Out for blood, indeed. Among the items the extreme conservatives and the more-extreme conservatives agree upon is that, having picked up the House by reflexively opposing Barack Obama and his initiatives, their path to control of the Senate and possibly the presidency is by making sure nothing positive comes about in this administration. (The path to a majority certainly doesn't lie with demographics.)
Evidence abounds. A few years ago the conviction of Mumia Abu-Jamal for killing a Philadelphia police officer was set aside in favor of life imprisonment. Recently, the President nominated to head the Civil Rights Division of the Justice Department Debo Adegbile, who "did contribute to the filing of a 2009 court brief that argued that Abu-Jamal faced a discriminatory jury- an appeal later to have found merit by a judge. Repub senators who a month earlier couldn't spell J-a-m-a-l suddenly were incensed about Adegbile's limited work on behalf of the defendant and voted unanimously to kill the nomination. Performing effectively their role as stenographers for the GOP, media outlets typically labeled Democratic senators as largely responsible for the defeat, which they misinterpreted as righteous indignation over the Abu-Jamal case.
And now the President's nomination of Dr. Vivek Murthy to be Surgeon General is endangered because he once tweeted "tired of politicians playing politics w/guns, putting lives at risk b/c they're scared of NRA. Guns are a health care issue." Appalled that Murthy has recommended doctors discuss gun safety with their patients, the NRA last month wrote Majority Leader Reid and Minority Leader McConnell
Dr. Murthy’s record of political activism in support of radical gun control measures raises significant concerns about his ability to objectively examine issues pertinent to America’s 100 million firearm owners and the likelihood that he would use the office of the Surgeon General to further his preexisting campaign against gun ownership.

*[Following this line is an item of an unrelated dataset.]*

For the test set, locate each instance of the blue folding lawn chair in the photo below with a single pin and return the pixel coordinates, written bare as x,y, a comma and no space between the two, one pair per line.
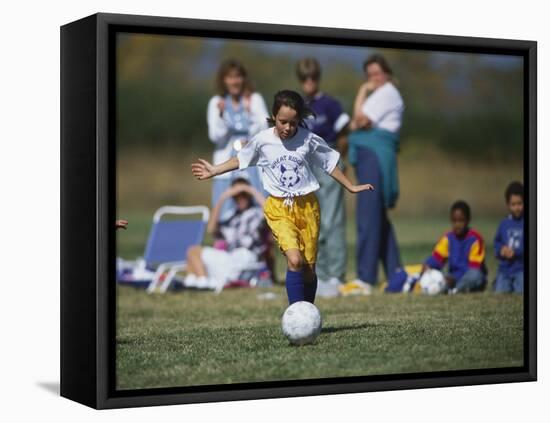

In the first year (ending in 12/13) following the shooting rampage at Sandy Hook elementary school in Newtown, Connecticut, approximately 194 children were killed by a spontaneous eruption (obviously not a public health problem) and roughly 127 of them in their own home, according to these graphs from Mother Jones (via Addicting Info):
Murthy's advocacy is among what Republican Senator Lamar Alexander of Tennessee refers to as "political credential." And remember: Lamar Alexander is one of those Republicans the media likes to call moderate- no fire-breathing radical like Ted Cruz or Mike Lee, and not like the Idaho senators Risch and Crapo, or Oklahomans Inhofe and Coburn, Mike Johanns of Nebraska, Tea Party Johnson of Wisconsin, or any one of the other far, far right GOP senators. But he is an extremist, or at least one willing to talk and vote like one when it really matters, and on board with the GOP no good can come from Obama approach. (If it looks like a duck, swims like a duck, and quacks like a duck...) And if Ruth Bader Ginsburg chooses to retire (which she's reportedly resisting), there is little likelihood this President could get anyone approved in her place who is to the left of Mitt Romney.